Their Justices in judgement further pointed that the posture adopted by the respondents ‘counsel, with great drama “I must add, even threatening to withdraw from the appeal if the court entertained the appeal on the merits, and summoning the judges to chambers to be castigated by his instructing counsel Mr Mosotho for taking so-called unprecedented steps in hearing an appeal on the merits”, was potentially prejudicial to the respondents.
The justices said after oral argument, they considered the matter and decided not to entertain the merits for the reasons that they set out below.
“But had we chosen to entertain the merits it would per force have been without the benefit of legal argument on behalf of the respondents- much to the prejudice of the respondents.
“We view that conduct as most reprehensible and unbecoming of officers of this court whose duty it is to be helpful to the court and not to be obstructionist, however attractive a client might find that.
“Lawyers have the duty to act dispassionately and not to become a mouthpiece for clients.”
The Justices Damaseb and Musonda said It would be most desirable for the Apex court to determine the merits of a matter if, for example, there was the potential for monumental disputes of fact arising.
“The possibility of disputes of fact arising was foreseen by the appellants as I already demonstrated.
“A cursory glance at the replying affidavit shows that almost every factual averment made by the applicants is placed in dispute and such matters as the membership of the professor in the party is denied and alleged to have been obtained fraudulently.
“Absence of proof of the actual text of the constitution of ABC from which the court itself draws its own inferences through interpreting it, it would be most undesirable for this court to determine the merits of the matter.
“After all, interpretation of legal documents and instruments is a matter of law and not of fact and therefore evidence seeking to assign meaning to clauses in a document is not permissible.
“Since the court is to interpret the document in its entirety, its absence in the record renders any interpretation of the various provisions only referred to on affidavit very undesirable and unsafe.
“The constitution could be produced through discovery at the request of the parties or at the instance of the Court.
That can only be done in the High Court”.
The Justices Damaseb and Musonda further concluded that the proper course is to “remit the matter to the high court to determine the merits”.
“Altogether we had allowed the appellants to place on record that they wished the court to consider the merits if, after due consideration, it considered that course warranted, we have come to the conclusion that the present is not an appropriate case to do so,” said the justices Damaseb and Musonda.
Moreover they continue that it must be mentioned that part of the relief sought is halting of the elective conference pending the finalisation of the case.
“If the High Court, which has a discretion in the matter, feels that such an order is appropriate in the light of the progress or lack of it in the finalisation of the hearing, it could grant such relief if the circumstances justify it.

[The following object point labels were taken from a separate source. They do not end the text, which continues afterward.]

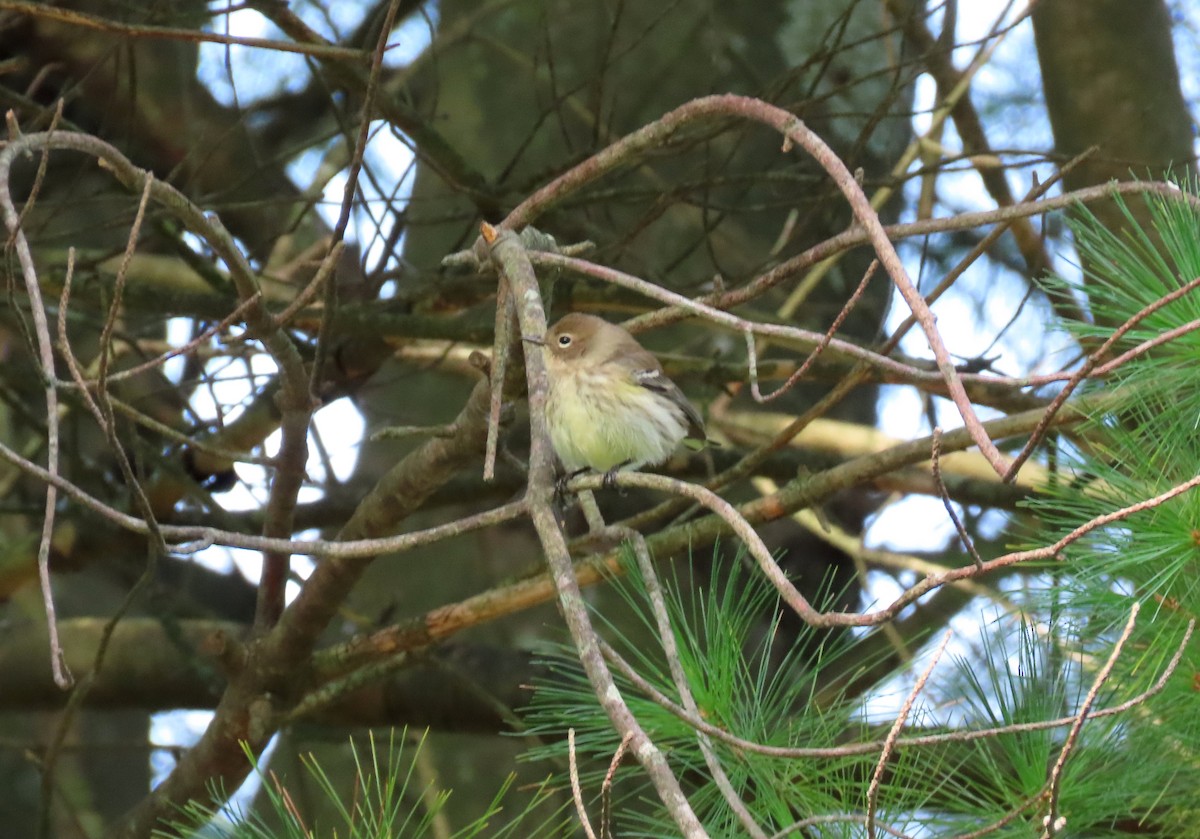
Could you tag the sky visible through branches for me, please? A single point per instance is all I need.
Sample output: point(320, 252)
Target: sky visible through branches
point(984, 315)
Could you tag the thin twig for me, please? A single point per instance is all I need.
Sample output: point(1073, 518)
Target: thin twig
point(606, 787)
point(873, 747)
point(935, 462)
point(873, 790)
point(675, 664)
point(816, 351)
point(1086, 369)
point(46, 360)
point(1054, 822)
point(576, 790)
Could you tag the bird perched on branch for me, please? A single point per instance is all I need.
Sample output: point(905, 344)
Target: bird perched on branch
point(610, 403)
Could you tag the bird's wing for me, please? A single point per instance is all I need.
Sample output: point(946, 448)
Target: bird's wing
point(653, 378)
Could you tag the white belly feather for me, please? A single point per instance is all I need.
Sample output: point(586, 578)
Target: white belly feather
point(629, 424)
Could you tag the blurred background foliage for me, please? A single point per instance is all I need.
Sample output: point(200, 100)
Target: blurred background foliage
point(477, 105)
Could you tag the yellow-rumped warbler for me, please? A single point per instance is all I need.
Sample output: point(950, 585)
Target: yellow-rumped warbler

“This court cannot assume the role of the High Court.
“Upon remittal of the matter, the danger inherent in possible frustration of the Court proceedings to gain advantage in view of the impending elective national conference is not lost on this court.
“That danger cuts both ways.
“Those who want it to be halted might think it is an opportune moment to drag their feet to strengthen the case for the halting of the conference; while those who want the conference to proceed without the case being finalised might similarly drag their feet.
“The high Court should be alive to that danger both in its conduct of the hearing and in the exercise of its discretion relative to prayer 2 (g) of the notice of motion,” said the justices Damaseb and Musonda.